The Los Caras bridge links the centre of Bahia de Caraquez in the south with the town of San Vicente in the north spanning the long estuary that lies between them. With a total length of 2,000m the structure is divided into three parts, the two approaches and a central isolated span of 1,710m.
The original design of the bridge did not consider seismic isolation. Some considered this feature unnecessary and expensive. But during construction, some savings were realised by letting the piles work by friction at around 50-75m of depth rather than driving them deeper to 120m to hit rock strata. When the resistance of the piles was confirmed to be sufficient, a part of the budget differential was spent installing friction pendulum seismic isolators for USD3m over a total cost of the bridge of USD102m. This 3% of additional investment delivered multiples in repair savings and maybe saved the bridge entirely.
Besides losing the USD102m infrastructure, failure of this critical facility would have resulted in significant increases in travel time between the north and the south of Manabi by about 2 hours. Resupplying north Manabi after the earthquake would have been a much harder task without this bridge in place. Therefore, the decision to ensure the safety of the bridge by implementing a seismic isolation system in its redesign was, in hindsight, fundamental.
The bridge did not suffer any visible damages. The neoprene covers of the isolators broke and there are clear signs that displacements reached an average of 30cm.
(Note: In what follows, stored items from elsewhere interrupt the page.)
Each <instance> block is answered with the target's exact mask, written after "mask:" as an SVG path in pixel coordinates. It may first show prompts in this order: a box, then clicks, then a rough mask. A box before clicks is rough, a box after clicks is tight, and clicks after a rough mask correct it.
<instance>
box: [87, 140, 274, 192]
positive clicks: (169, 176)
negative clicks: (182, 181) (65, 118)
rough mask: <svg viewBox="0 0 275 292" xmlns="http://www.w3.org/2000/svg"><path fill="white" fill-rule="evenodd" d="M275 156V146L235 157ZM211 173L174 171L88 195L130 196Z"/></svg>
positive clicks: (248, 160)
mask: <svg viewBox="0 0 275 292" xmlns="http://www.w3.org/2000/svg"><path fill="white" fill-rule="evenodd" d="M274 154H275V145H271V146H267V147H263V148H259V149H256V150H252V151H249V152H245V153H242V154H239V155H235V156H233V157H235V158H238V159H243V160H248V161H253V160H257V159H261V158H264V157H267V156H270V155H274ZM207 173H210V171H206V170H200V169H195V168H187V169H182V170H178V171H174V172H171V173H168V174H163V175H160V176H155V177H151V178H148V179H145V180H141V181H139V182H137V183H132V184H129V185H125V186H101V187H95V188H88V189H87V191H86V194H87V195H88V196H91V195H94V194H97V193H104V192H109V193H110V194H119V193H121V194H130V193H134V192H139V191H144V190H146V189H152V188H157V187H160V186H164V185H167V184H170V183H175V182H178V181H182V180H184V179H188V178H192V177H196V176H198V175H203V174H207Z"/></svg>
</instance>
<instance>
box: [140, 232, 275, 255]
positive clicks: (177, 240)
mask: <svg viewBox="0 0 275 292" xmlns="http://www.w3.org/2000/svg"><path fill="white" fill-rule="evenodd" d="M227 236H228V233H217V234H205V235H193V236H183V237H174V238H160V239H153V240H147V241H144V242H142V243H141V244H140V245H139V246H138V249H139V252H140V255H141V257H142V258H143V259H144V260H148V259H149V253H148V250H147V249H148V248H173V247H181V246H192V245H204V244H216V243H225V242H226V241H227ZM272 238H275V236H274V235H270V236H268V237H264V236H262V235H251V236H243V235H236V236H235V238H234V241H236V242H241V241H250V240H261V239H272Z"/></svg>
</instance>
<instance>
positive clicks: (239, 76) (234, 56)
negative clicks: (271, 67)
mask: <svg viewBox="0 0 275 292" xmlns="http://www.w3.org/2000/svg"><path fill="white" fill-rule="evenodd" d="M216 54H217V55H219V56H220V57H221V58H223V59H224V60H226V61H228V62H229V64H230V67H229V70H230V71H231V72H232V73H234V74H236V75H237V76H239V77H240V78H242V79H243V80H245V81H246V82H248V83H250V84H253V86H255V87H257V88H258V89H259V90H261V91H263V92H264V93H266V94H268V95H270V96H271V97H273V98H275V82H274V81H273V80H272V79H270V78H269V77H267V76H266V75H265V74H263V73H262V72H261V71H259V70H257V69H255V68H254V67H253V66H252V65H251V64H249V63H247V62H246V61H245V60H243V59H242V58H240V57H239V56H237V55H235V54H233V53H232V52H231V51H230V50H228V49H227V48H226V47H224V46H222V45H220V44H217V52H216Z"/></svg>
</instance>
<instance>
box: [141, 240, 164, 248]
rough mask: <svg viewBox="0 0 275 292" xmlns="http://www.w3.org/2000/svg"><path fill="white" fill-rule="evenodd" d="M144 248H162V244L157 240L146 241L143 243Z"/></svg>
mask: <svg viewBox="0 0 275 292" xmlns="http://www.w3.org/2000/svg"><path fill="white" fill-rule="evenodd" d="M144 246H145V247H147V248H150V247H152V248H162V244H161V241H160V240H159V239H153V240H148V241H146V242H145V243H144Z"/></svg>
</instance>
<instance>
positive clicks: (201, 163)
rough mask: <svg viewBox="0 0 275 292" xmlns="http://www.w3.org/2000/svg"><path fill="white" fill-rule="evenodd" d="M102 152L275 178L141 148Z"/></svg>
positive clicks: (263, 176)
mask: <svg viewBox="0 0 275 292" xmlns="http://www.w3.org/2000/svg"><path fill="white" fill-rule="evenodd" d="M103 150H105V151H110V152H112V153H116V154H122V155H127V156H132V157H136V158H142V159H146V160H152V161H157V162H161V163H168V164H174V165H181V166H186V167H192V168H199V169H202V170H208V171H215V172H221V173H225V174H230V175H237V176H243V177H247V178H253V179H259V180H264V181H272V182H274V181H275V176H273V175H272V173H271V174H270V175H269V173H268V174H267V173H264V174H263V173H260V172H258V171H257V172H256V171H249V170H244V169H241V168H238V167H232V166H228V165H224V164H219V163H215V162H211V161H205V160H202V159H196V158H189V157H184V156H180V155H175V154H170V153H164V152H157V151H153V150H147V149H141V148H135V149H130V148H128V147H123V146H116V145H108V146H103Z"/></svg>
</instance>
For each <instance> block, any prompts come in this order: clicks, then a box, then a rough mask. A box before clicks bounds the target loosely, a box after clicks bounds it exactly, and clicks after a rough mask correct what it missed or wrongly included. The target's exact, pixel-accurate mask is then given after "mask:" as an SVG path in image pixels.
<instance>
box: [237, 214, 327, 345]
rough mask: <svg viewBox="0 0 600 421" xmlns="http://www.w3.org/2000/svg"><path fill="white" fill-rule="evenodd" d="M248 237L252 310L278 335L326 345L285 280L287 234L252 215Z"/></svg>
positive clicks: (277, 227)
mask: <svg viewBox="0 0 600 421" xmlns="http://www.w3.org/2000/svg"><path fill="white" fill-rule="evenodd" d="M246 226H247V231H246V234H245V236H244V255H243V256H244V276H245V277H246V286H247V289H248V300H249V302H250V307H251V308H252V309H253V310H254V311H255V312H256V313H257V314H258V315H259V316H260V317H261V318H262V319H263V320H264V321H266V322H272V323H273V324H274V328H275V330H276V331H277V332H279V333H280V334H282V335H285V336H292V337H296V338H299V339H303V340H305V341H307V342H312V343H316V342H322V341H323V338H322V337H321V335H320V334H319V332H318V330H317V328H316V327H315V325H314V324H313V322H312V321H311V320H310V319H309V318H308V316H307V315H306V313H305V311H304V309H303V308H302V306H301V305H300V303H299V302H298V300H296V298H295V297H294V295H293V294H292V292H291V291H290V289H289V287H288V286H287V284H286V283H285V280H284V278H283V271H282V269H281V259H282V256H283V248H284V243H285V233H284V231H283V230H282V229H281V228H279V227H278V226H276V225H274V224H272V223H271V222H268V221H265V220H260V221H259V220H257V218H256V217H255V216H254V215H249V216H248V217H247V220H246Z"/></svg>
The designed considered maximum displacements of 56cm so the performance was well within the design criteria, with the exception of Pier 12 where some evidence of settlement was found showing signs of lateral displacement (although not permanent). The soil around this particular pillar will be compacted and improved in the near future by driving piles around the pillar and the seismic isolators will be replaced.
The experience at Los Caras bridge needs to be an inspiration for reflection about seismic isolation in Ecuador and elsewhere. Rarely do we have an opportunity to realise the benefits of such a relatively small investment in such an evident context.